None of this is fresh in my mind, so my recollections might be a little hazy. I think the only issue I personally had when writing a decoder was keeping the alignment of various fields right. I wrote the decoder in C# and if I remember correctly I tried to get fancy with some modern-ish deserialization code. I think I eventually resorted to writing a rather ugly but simple low-level byte reader. Nevertheless I found it to be a relatively straightforward program to write and I got most of what I wanted done in under a day.
The vibe coded version was a different story. For simplicity, I wanted to stick to an early version of BMP. I don’t remember the version off the top of my head. This was a simplified implementation for students to use and modify in a class setting. Sticking to early version BMPs also made it harder for students to go off-piste since random BMPs found on the internet probably would not work.
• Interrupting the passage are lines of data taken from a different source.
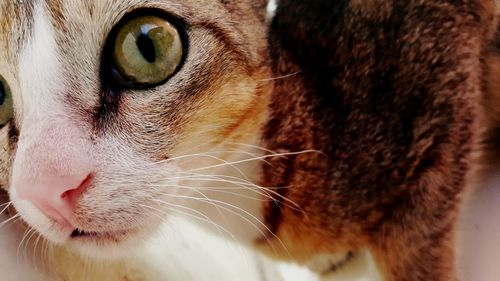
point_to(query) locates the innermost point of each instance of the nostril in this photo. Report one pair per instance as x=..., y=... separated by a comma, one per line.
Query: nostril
x=72, y=195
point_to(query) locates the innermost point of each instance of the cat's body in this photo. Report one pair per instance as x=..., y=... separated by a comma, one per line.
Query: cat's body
x=352, y=131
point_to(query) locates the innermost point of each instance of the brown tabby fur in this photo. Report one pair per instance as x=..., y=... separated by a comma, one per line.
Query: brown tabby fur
x=390, y=92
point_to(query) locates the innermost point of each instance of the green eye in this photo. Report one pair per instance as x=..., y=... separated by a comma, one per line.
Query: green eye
x=5, y=102
x=146, y=51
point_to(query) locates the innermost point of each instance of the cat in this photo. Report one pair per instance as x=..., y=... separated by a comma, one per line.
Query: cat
x=330, y=133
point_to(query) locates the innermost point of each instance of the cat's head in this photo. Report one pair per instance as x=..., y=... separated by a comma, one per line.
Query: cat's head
x=116, y=113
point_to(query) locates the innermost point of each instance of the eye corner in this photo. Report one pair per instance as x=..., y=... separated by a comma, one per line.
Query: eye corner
x=112, y=77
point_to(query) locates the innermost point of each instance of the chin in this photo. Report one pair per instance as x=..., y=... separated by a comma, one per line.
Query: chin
x=105, y=245
x=109, y=245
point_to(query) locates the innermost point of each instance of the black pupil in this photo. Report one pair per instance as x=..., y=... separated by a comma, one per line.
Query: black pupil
x=146, y=47
x=2, y=93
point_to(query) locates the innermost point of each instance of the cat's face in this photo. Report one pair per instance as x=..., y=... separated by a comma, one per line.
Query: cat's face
x=119, y=107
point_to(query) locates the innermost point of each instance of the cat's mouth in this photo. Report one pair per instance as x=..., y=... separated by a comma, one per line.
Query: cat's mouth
x=113, y=235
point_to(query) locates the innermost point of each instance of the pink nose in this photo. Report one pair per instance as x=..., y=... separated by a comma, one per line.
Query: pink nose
x=52, y=169
x=58, y=197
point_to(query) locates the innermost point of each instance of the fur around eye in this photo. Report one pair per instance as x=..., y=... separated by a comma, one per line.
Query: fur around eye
x=5, y=102
x=146, y=50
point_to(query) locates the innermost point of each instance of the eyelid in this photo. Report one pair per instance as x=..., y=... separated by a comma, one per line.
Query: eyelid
x=110, y=77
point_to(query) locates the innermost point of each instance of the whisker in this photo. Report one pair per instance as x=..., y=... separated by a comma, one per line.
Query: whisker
x=254, y=159
x=237, y=214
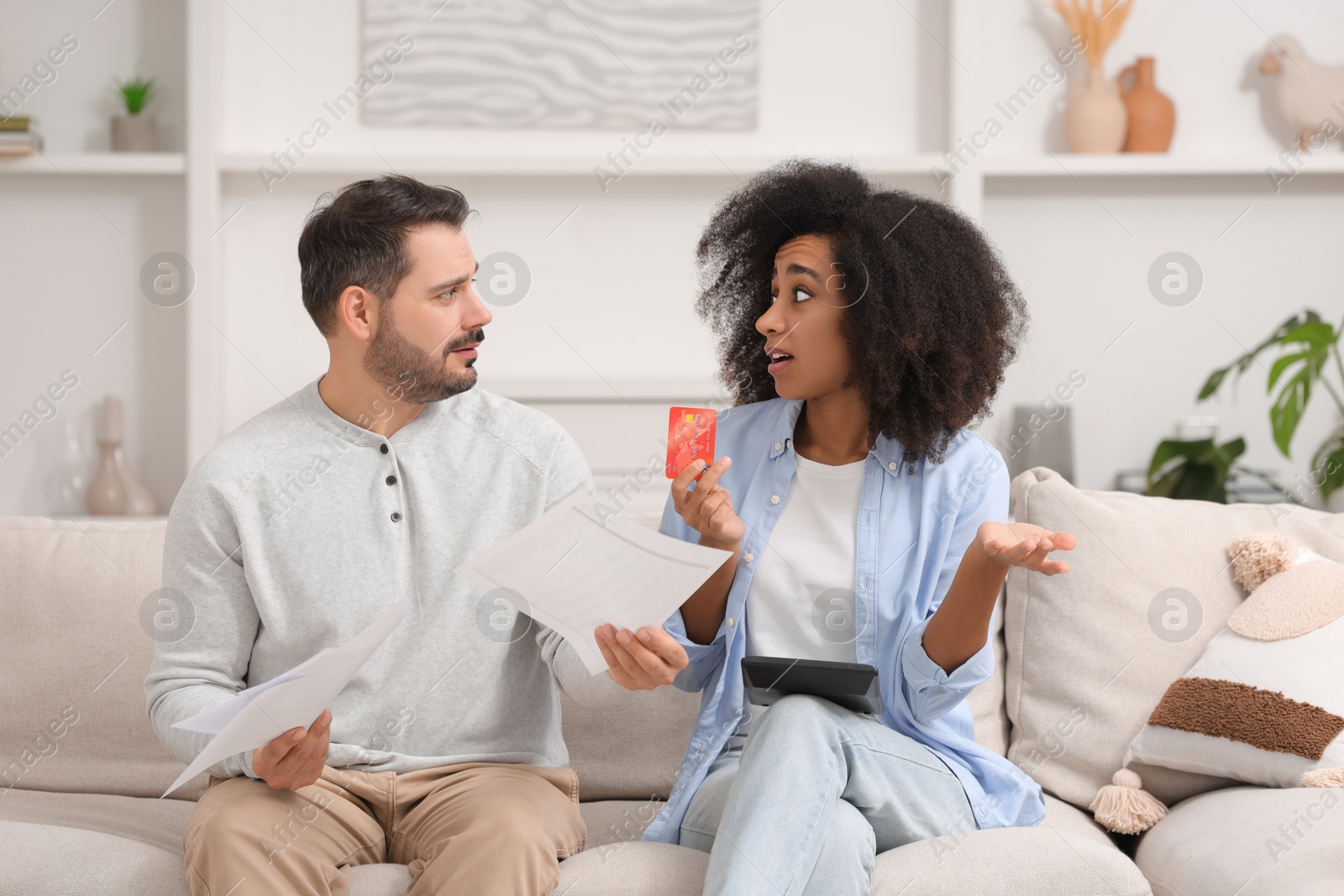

The main problem was that the LLM struggled to stick to a specific version of BMP. Some of those newer features (compression, color table, etc, if I recall correctly) have to be used in a coordinated way. The LLM made a real mess here, mixing and matching newer features with older ones. But I did not understand that this was the problem until I gave up and started writing things myself.
You should try a similar task with a recent model (Opus 4.5, GPT 5.2, etc) and see if there are any improvements since your last attempt. I also encourage using a coding agent. It can use test files that you provide, and perform compile-test loops to work out any mistakes.
It sounds like you used an older model, and perhaps copy-pasted code from a chat session. (Just guessing, based on what you described.)
Claude Code is way better than I am at rummaging through Git history, handling merge conflicts, renaming things, writing SQL queries whose syntax I always forget (window functions and the like). But yeah. If I give it a big, non-specific task, it generates a lot of mediocre (or worse) code.
That's funny that's all the things I don't trust it to do. I actually use it the other way around, give it a big non-specific task, see if it works, specify better, retry, throw away 60% - 90% of the generated code, fix bugs in a bunch of places and out comes an implemented feature.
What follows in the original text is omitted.